Intervalley scattering of excitons and trions in monolayer WSe$_{2}$ under strong excitation

TL;DR

This study investigates how exciton and trion valley relaxation dynamics in monolayer WSe₂ are affected by strong optical excitation, revealing faster valley scattering and detailed decay processes through time-resolved photoluminescence measurements.

Contribution

It provides new insights into exciton and trion valley dynamics under strong excitation, including quantification of valley scattering times and PL decay mechanisms in monolayer WSe₂.

Findings

Inter valley scattering time decreases from 50 ps at low power to less at high power.

Exciton PL decay time is approximately 10 ps.
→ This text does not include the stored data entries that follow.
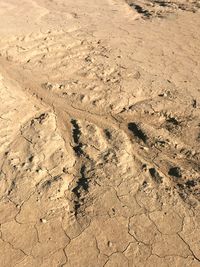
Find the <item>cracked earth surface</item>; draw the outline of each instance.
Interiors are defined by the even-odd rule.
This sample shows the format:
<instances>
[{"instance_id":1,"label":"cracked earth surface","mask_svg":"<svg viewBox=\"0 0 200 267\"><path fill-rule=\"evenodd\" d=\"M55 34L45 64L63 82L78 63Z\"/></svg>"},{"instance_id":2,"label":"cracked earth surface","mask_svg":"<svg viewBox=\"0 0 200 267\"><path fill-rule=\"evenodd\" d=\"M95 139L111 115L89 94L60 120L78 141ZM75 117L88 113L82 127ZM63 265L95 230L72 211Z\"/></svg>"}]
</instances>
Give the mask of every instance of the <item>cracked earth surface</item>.
<instances>
[{"instance_id":1,"label":"cracked earth surface","mask_svg":"<svg viewBox=\"0 0 200 267\"><path fill-rule=\"evenodd\" d=\"M1 267L200 266L199 7L1 0Z\"/></svg>"}]
</instances>

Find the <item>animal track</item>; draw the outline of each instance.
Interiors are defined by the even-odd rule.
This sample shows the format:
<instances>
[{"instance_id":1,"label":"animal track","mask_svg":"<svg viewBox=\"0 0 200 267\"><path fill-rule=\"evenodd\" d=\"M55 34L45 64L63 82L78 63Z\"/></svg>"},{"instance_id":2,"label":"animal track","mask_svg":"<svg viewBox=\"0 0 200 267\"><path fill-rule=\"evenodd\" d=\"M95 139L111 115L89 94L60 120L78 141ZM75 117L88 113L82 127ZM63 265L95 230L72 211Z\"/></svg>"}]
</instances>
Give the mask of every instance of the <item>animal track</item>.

PL decay is bi-exponential, with short radiative and long reservoir transfer components.

Abstract

Monolayer transition metal dichalcogenides offer the possibility of optical control of the valley degree of freedom. In order to asses the potential of these materials in applications, detailed knowledge of the valley dynamics is essential. In this work, we apply low temperature time-resolved photoluminescence (PL) measurements to investigate exciton valley relaxation dynamics and, in particular, its behavior under strong excitation. At the lowest excitation powers the inter valley scattering time is $\simeq 50$ ps, but shortens by more than a factor of two at the highest powers. We attribute this acceleration to either heating of the exciton system or the presence of a dense exciton gas, which could influence the exciton valley properties. Furthermore, we analyze the PL dynamics of excitons and trions. We find that the PL decays for all peaks are bi-exponential and approximately independent of the excitation power. We attribute the short decay to radiative recombination and escape to a reservoir of dark states. The long decay is ascribed to a transfer of excitons back from the reservoir. For the first time, we evaluate the exciton PL decay time of $\simeq$ 10 ps. The latter process is valley-conserving and occurs on a timescale of $\simeq$ 50 ps.